Parfois ma main glisse jusqu’au lac qui meurt là, caresse de sa langue captieuse et humide. Et je comprends pour la première fois peut-être ce qui n’était pour moi jusqu’alors que lecture ou rêverie, le culte des forces naturelles, de « ces objets inanimés qui ont une âme » selon l’expression du poète, la présence de ces dieux mystérieux que le Christ chassa de l’Europe, mais qui continuent de vivre en Asie…

Une pauvre femme de la montagne entra timidement dans l’enceinte, tenant entre ses humbles bras aux bracelets de cire un chevreau.

Bharamb me dit :

— C’est une fidèle qui vient supplier les Déesses. Un des prêtres, qui somnolait sur le sable, ramassa une hache et marcha vers le lac.
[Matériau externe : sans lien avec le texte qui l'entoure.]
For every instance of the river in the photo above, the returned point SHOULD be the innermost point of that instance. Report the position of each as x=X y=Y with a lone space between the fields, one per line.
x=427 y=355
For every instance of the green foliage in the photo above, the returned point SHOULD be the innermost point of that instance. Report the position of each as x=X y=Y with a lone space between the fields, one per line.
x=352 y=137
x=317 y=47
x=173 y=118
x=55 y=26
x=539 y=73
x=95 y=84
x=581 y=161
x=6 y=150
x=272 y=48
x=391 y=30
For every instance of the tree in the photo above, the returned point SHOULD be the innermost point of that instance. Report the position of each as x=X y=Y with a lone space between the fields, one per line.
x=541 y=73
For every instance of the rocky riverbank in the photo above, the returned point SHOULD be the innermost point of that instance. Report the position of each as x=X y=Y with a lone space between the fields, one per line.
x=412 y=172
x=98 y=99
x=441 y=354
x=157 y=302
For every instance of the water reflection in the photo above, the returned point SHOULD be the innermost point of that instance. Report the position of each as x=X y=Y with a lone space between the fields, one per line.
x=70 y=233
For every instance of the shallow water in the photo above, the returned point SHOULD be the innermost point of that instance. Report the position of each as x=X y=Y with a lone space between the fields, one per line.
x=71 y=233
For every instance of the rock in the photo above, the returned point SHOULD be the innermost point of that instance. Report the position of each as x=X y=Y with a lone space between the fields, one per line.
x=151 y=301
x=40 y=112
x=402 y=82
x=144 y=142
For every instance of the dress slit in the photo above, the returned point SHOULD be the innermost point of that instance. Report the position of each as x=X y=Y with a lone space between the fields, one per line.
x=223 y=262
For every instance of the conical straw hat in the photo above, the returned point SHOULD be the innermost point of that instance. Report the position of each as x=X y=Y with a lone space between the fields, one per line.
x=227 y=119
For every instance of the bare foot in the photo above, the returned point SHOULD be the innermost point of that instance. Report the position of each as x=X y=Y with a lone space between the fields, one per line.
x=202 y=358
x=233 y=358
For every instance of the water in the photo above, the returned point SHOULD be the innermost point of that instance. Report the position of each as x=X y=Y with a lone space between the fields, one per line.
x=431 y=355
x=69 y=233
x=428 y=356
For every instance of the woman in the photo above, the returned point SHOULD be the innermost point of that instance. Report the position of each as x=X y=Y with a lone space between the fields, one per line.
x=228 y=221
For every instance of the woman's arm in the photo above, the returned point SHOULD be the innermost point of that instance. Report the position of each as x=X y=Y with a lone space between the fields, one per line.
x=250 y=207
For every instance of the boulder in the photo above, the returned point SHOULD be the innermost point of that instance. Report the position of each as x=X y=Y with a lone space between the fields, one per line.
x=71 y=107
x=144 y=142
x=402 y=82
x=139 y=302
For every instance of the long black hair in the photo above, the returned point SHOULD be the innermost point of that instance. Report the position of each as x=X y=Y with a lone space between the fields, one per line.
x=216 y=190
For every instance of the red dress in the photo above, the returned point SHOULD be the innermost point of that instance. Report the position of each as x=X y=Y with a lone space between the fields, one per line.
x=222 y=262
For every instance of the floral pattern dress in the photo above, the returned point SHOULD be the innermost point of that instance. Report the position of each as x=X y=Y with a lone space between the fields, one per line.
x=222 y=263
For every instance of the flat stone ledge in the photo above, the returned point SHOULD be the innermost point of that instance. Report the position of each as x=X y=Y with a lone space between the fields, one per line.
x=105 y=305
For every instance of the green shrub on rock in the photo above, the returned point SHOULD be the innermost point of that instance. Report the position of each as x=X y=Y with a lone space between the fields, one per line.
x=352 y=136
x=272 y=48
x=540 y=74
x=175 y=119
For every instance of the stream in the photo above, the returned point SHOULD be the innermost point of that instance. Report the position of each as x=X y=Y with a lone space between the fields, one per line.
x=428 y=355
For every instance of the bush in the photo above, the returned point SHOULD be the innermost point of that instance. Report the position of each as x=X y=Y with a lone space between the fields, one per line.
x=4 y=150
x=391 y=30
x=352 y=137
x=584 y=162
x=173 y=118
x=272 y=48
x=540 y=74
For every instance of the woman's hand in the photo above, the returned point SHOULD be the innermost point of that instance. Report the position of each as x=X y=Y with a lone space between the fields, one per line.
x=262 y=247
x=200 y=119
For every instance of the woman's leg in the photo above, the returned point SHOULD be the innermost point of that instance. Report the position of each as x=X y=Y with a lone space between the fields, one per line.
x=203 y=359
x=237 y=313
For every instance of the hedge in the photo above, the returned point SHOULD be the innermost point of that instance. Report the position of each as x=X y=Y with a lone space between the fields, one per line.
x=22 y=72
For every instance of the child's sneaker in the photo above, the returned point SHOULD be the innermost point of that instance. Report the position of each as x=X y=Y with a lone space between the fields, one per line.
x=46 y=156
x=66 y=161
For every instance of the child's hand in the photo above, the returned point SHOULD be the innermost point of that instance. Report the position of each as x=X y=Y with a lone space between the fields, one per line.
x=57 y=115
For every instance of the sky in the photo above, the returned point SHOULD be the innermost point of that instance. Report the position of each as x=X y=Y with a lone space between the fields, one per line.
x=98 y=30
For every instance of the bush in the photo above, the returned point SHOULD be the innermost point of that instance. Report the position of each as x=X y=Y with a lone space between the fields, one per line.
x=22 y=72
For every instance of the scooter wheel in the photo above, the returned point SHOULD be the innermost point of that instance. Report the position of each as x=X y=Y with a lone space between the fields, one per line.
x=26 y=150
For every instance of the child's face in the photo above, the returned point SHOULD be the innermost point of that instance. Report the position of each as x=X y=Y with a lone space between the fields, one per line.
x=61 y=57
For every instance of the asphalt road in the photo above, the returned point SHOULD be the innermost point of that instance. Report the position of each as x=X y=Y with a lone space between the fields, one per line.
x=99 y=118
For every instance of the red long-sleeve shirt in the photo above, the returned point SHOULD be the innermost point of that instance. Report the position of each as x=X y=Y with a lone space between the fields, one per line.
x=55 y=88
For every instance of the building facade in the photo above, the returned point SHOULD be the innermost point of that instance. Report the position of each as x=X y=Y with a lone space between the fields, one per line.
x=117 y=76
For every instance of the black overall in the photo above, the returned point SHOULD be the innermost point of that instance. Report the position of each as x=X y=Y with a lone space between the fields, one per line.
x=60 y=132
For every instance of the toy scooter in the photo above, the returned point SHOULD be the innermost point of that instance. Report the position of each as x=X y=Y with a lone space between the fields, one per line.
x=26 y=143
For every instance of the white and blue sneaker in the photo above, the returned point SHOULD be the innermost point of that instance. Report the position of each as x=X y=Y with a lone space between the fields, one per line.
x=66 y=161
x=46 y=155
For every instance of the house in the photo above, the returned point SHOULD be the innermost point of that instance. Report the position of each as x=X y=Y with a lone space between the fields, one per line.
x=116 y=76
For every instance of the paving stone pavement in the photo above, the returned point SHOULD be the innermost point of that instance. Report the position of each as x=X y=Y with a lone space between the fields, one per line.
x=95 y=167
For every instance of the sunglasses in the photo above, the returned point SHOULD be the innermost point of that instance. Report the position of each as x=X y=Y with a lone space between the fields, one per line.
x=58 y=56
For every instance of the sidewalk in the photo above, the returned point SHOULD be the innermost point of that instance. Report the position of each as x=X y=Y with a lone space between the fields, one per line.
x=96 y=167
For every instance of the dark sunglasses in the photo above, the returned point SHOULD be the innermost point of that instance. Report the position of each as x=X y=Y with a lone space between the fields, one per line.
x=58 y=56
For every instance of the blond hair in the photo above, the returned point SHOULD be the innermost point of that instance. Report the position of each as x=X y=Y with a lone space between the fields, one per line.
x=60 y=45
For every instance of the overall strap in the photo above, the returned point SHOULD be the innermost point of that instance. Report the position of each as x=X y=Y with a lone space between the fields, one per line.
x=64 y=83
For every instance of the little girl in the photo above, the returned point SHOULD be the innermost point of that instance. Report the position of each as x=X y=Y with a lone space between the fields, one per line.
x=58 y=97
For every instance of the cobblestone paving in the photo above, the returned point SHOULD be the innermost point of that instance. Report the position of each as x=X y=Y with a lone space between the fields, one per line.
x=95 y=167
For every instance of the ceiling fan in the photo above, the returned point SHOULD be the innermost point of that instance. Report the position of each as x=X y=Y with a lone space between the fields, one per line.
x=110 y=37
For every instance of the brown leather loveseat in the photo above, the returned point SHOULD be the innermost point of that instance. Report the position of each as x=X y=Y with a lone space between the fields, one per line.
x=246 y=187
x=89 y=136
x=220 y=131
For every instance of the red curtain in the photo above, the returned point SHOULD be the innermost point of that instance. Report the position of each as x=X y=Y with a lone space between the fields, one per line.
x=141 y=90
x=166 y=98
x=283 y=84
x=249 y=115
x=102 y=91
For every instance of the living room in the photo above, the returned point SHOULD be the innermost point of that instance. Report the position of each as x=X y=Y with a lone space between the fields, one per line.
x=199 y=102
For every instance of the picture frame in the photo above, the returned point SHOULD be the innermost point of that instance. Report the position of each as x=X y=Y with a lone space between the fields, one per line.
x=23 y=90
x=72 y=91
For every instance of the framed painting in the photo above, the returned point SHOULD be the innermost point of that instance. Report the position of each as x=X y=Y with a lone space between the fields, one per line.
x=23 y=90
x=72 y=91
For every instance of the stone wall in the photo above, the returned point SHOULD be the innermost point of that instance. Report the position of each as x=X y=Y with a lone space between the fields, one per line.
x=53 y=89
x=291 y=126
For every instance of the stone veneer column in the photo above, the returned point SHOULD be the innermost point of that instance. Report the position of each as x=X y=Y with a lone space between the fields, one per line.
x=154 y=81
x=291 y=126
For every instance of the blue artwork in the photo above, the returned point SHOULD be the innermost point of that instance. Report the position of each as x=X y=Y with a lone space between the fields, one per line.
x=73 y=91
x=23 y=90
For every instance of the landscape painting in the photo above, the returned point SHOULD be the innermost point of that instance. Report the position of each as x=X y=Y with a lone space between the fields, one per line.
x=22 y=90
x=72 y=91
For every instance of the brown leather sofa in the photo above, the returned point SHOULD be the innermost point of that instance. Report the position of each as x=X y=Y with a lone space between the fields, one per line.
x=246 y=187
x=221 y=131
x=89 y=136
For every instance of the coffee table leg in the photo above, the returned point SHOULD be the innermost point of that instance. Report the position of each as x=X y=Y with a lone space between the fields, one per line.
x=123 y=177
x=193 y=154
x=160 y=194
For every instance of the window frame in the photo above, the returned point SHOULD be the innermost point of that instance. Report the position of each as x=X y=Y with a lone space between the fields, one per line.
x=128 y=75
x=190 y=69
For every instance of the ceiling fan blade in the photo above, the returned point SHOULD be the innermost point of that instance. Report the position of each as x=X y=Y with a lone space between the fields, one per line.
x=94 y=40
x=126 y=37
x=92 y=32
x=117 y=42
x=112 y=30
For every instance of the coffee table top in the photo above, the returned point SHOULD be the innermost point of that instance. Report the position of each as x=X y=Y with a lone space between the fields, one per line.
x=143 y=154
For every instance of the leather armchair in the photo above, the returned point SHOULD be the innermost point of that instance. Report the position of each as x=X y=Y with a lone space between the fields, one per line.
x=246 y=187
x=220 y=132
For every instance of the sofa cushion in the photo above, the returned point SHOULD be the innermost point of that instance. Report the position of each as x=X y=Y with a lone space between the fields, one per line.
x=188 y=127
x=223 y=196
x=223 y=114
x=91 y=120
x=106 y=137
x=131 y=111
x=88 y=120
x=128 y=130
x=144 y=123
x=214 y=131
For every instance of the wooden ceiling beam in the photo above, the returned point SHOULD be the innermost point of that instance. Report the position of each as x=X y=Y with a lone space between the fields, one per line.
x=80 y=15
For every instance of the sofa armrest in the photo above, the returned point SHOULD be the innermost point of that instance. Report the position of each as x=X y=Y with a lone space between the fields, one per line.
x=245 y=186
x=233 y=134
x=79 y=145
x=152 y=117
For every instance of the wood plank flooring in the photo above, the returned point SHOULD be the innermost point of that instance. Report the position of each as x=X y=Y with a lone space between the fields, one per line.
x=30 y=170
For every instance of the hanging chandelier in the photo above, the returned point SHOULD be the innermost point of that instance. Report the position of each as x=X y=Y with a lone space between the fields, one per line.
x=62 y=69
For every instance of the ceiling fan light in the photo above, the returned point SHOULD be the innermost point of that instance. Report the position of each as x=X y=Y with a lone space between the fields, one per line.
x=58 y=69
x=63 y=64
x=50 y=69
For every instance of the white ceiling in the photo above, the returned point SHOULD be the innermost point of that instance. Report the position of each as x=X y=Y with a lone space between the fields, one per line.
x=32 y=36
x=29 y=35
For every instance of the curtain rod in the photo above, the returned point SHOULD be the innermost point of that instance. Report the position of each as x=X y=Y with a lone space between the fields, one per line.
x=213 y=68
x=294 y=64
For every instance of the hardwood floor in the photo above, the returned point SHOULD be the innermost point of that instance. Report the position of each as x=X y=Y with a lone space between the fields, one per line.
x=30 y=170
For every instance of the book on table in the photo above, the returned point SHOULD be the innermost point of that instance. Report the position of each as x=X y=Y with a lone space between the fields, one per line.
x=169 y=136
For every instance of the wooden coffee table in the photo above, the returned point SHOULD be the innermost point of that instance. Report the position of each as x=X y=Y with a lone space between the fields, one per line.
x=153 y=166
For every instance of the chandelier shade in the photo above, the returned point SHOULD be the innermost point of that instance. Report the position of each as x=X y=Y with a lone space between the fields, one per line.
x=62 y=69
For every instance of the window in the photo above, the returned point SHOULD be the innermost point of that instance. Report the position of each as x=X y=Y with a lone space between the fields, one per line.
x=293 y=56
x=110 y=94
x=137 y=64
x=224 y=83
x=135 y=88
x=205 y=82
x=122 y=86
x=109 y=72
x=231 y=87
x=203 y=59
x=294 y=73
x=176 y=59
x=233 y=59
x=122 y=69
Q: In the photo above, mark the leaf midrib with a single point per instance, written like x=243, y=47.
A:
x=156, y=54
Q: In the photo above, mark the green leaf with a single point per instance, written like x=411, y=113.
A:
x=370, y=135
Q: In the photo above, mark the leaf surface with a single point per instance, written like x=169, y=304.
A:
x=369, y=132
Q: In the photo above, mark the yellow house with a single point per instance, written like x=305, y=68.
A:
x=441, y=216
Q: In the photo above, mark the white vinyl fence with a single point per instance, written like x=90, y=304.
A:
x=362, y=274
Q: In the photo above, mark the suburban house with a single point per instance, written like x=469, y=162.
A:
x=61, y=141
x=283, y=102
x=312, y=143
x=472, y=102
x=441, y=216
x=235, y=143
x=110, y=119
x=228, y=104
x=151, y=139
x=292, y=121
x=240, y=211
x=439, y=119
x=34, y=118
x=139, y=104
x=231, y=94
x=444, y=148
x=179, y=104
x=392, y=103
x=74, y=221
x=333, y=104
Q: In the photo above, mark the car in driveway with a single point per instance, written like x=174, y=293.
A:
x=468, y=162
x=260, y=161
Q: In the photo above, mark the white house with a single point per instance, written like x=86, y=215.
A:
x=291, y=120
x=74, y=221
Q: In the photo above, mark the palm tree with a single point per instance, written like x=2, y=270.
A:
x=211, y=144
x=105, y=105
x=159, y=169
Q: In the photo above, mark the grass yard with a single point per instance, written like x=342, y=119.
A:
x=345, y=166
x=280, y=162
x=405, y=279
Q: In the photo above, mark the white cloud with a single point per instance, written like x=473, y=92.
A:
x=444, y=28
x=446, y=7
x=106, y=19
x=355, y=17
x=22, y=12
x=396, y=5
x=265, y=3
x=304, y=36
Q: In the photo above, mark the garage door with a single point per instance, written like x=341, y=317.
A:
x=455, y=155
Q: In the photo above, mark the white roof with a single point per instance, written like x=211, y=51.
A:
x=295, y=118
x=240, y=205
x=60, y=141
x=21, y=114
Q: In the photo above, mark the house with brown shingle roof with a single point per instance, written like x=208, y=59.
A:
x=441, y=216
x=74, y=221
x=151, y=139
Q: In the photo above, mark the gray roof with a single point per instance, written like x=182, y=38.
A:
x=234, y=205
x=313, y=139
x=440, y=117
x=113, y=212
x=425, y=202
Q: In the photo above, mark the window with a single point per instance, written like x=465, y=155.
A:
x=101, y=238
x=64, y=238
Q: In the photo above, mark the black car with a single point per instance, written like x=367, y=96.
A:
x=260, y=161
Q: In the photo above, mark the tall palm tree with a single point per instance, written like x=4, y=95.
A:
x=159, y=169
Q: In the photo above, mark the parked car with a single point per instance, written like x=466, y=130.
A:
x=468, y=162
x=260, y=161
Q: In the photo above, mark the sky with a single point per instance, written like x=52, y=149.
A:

Ayant levé son arme dont le tranchant s’alluma d’un rai de soleil, il la trempa dans une flaque en se prosternant. Ce boucher sacré appelait l’âme du Tal, l’énergie subtile et cruelle de l’eau qui vivifie et engloutit.

La mignonne bête noire restait par terre, immobile sur ses pattes, humant l’air frais, tournant le museau çà et là, étonnée, avec ses petites cornes frêles.